El alma de los animales.


La mayoria de las personas que ha perdido una mascota o un animal con el que ha compartido una parte importante de su vida seguramente se habrá hecho la siguiente pregunta: ¿Los animales tienen alma?

Según la tradición teosófica, si. Y no solo eso. El alma de los animales posee cualidades propias, más genéricas que individuales, que les permiten perpetuarse en los distintos planos de existencia e incluso interactuar con sus amos mucho tiempo después de haber fallecido.
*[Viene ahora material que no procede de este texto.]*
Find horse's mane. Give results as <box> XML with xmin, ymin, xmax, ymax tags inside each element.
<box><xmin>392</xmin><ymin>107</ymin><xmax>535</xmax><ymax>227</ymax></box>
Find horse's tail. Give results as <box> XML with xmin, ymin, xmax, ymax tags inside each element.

A propósito de las almas de los animales y cuál es su lugar en el plano astral citamos un breve pero interesante artículo titulado: Almas grupales animales (Animal Group Souls), del investigador Arthur E. Powell —autor de: El Cuerpo Astral y otros fenómenos astrales (The Astral Body: And Other Astral Phenomena), Trishna: la causa de la reencarnación (Trishna: The Cause Of Reincarnation), El Cuerpo Mental (The Mental Body), Telepatía o el mecanismo de la transmisión de pensamientos (The Mechanism of Thought-Transference), y El Doble Etérico (The Etheric Double)—, extraído del libro: El Cuerpo Causal y el Ego (Causal Body and the Ego).





Almas grupales animales.
Animal Group Souls, A.E. Powell.

La faja correspondiente al reino animal aparece en toda su amplitud en el subplano astral inferior, mostrando que el animal es capaz de experimentar plenamente los deseos más bajos; pero el estrechamiento de la faja en los subplanos superiores indica que su capacidad para sentir deseos superiores es mucho más limitada. No obstante la posibilidad existe; ocurre en casos excepcionales que el animal manifiesta afecto y fidelidad de calidad muy elevada.
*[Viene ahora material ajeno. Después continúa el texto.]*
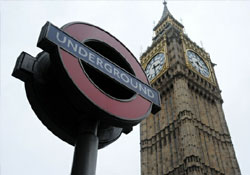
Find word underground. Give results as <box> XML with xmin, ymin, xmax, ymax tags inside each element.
<box><xmin>41</xmin><ymin>23</ymin><xmax>159</xmax><ymax>105</ymax></box>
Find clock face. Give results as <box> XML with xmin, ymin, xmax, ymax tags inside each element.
<box><xmin>187</xmin><ymin>50</ymin><xmax>210</xmax><ymax>77</ymax></box>
<box><xmin>145</xmin><ymin>53</ymin><xmax>165</xmax><ymax>81</ymax></box>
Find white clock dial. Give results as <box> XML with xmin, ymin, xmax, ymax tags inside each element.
<box><xmin>145</xmin><ymin>53</ymin><xmax>165</xmax><ymax>81</ymax></box>
<box><xmin>187</xmin><ymin>50</ymin><xmax>210</xmax><ymax>77</ymax></box>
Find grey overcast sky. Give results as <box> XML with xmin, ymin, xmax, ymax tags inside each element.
<box><xmin>0</xmin><ymin>0</ymin><xmax>250</xmax><ymax>175</ymax></box>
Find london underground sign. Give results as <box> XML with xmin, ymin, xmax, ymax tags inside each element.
<box><xmin>12</xmin><ymin>22</ymin><xmax>161</xmax><ymax>175</ymax></box>
<box><xmin>38</xmin><ymin>22</ymin><xmax>160</xmax><ymax>113</ymax></box>
<box><xmin>12</xmin><ymin>22</ymin><xmax>161</xmax><ymax>148</ymax></box>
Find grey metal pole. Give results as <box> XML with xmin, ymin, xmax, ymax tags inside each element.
<box><xmin>71</xmin><ymin>121</ymin><xmax>99</xmax><ymax>175</ymax></box>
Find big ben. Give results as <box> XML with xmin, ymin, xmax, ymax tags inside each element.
<box><xmin>140</xmin><ymin>1</ymin><xmax>241</xmax><ymax>175</ymax></box>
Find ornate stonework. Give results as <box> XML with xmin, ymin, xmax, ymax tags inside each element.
<box><xmin>140</xmin><ymin>1</ymin><xmax>241</xmax><ymax>175</ymax></box>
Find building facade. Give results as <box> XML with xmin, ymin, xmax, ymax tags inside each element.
<box><xmin>140</xmin><ymin>2</ymin><xmax>241</xmax><ymax>175</ymax></box>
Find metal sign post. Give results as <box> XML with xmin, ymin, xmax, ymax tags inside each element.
<box><xmin>71</xmin><ymin>121</ymin><xmax>99</xmax><ymax>175</ymax></box>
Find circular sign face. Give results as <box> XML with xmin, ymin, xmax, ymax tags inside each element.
<box><xmin>58</xmin><ymin>23</ymin><xmax>152</xmax><ymax>124</ymax></box>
La faja que representa el reino animal muestra también que éste ya ha desarrollado la inteligencia, la cual necesita materia mental para expresarse. Se acepta generalmente, ahora, que algunos animales tanto domésticos como salvajes, ejercitan indudablemente el poder de razonamiento de causa a efecto, aunque las líneas sobre las cuales pueden razonar son naturalmente pocas y limitadas y la facultad carece todavía de potencia.

Como la faja representa el promedio de los animales, la punta penetra en el subplano más bajo del plano mental únicamente; pero en los animales domésticos altamente evolucionados, la punta fácilmente puede extenderse al más elevado de los cuatro subplanos inferiores, aunque no dejarla de ser siempre un punto y no toda la amplitud de la faja.

Cuanto menos avanzado es el Ego, mayor es el trabajo directivo de los Devas; tratándose de animales, hacen casi todo el trabajo y prácticamente todo en cuanto a los vegetales y minerales.

Las Almas Grupales, existentes en los reinos mineral, vegetal y animal, representan así estados intermedios que llevan a diferenciación completa en entidades o unidades humanas separadas. Por eso es que en los reinos mencionados no encontramos un alma en un bloque de mineral, ni en una planta, ni en un animal.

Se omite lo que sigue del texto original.